Manière noire tient à la fois du suspense psychologique et du roman policier. Barthélémy Dussert, inspecteur à la PJ, est chargé de rouvrir le dossier d’un terroriste que l’on croyait mort. La personnalité du tueur, Maghin, se révèle à travers l’enquête; c’est un esthète. De même, Barthélemy Dussert n’est pas un inspecteur traditionnel; mélancolique, il médite les vers d’un poète anglais mort en 1918. La traque le mène de Bruxelles à Prague en passant par Charleroi. Ici, nous sommes à Gosselies, dans la banlieue de Charleroi.
(Y a-t-il ou y a-t-il eu un kiosque à musique à Gosselies ?)
[…] « J’ai fait venir une ambulance tout de suite, poursuivit Sébastien. Depuis, j’avoue que je n’ai pris aucune nouvelle. »
Comment le lui reprocher ? Moi-même, je savais déjà que je n’en ferais rien.
« De toute façon, il y a longtemps qu’elle est morte, murmura-t-il. Et c’est lui qui l’a tuée. »
Je m’abstins de tout commentaire.
« Malgré tout, la descente a été payante, fit-il. – Ah oui ?
– Outre qu’on a enfin récupéré les papiers originaux, dans la chambre, la fouille du jardin nous a permis de mettre la main sur le gros lot. J’ai déjà prévenu ton copain tchèque.
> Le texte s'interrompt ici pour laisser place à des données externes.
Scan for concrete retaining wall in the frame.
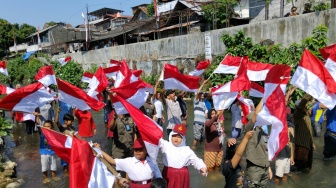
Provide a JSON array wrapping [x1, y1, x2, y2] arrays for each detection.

– Quelque chose d’intéressant ?
– Plutôt. Dans le jardin, tu as sûrement remarqué ce vieux kiosque à musique.
– Rien vu de tel, dis-je. Je me souviens bien d’une tonnelle, au bout d’une allée de cendrée rouge. Mais en fait, je n’ai jamais visité le jardin. Il faut dire qu’il pleuvait.
– On ne le voit que si on se penche à la fenêtre du salon.
– Sans doute. Mais encore?
– Depuis le début du mois, il a beaucoup plu. Derrière la maison, la pelouse ressemblait à une véritable pataugeoire. En y baladant le rayon de sa torche, un inspecteur a découvert une sorte de piste boueuse entre le mur du fond et le kiosque en question. Par ce temps, l’herbe ne tient pas bien, et ça lui a donné des idées. Il lui a suffi d’examiner la base du kiosque pour découvrir trois planches qui tenaient à peine. Il les a fait sauter au pied-de-biche.
– Et?
– Voilà ce qu’il a trouvé! »
Il attrapa son porte-documents qui traînait sous la table et en sortit une grande photographie brillante. Sur un fond de planches cassées, dans la lumière crue des flashes, on distinguait une vingtaine de paquets rectangulaires. […]
[…] Dans ces papiers, aucun article de journal, aucun courrier récent ni, de manière plus générale, le moindre souvenir personnel lié aux dernières années qui venaient de s’écouler. Preuve s’il en fallait que dans cette maison l’Histoire s’était arrêtée depuis longtemps. N’y demeuraient plus que les dérisoires vestiges d’une vie passée tout entière dans l’attente, sans même compter les jours.
C’était fini, maintenant. Mme Maghin était morte à l’hôpital.
Après le premier choc, j’avais fini par comprendre que c’était cela, ce qu’elle avait attendu depuis tant d’années. Elle n’avait donc pu m’en vouloir. Je n’avais été que le messager.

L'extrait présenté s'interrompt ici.